Troll’s pants had been destroyed when he, well, separated.  Kroft had apparently been offended by his nudity (or maybe he felt inadequate, who knows?) and had given Troll a square of multi-colored silk originally intended as a patch for the balloon, as well as a thin piece of rope to tie it on with.  This impromptu kilt kept getting caught on the brush, and soon the lower edge was in tatters.  I would normally have made a joke about it, but I could see Troll was definitely not in the mood.

Shortly we were standing in the shallow ravine, with the archway in front of us.  I drew my sword and opened the gate.

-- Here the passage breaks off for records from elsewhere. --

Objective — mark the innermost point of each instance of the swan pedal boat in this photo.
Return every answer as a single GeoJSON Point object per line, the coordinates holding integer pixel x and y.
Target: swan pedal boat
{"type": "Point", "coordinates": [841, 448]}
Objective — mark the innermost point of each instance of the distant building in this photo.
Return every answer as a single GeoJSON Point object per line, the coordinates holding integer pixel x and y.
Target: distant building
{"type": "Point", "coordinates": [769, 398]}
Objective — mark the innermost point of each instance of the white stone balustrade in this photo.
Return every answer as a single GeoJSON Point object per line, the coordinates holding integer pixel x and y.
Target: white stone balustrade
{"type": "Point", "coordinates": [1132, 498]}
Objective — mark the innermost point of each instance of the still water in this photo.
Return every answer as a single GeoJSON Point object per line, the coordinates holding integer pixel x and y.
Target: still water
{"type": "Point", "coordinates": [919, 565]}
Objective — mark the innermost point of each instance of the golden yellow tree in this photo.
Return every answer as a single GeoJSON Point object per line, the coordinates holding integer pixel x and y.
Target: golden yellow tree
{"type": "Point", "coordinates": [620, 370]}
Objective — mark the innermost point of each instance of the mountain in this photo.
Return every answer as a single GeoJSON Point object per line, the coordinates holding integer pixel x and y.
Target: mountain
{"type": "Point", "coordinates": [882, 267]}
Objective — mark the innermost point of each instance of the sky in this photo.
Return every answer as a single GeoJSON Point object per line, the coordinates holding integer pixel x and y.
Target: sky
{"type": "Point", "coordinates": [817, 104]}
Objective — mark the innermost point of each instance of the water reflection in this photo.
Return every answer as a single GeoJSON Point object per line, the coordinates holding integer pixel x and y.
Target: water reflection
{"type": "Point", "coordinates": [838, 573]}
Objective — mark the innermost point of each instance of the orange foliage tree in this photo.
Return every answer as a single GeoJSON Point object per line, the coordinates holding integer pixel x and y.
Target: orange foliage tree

I had half a second to realize that the gate was chest-deep in water on the other side, and then the water came through in a rush, sweeping me off of my feet.  The flood carried me down the ravine, bashing me against the stones on one side or the other; it didn’t hurt, but it sure kept me off balance.  I wasn’t really worried until I remembered that the ravine came to an end at the edge of the island.

I didn’t know what would happen if I fell into that endless red sky, but I knew I didn’t want to find out.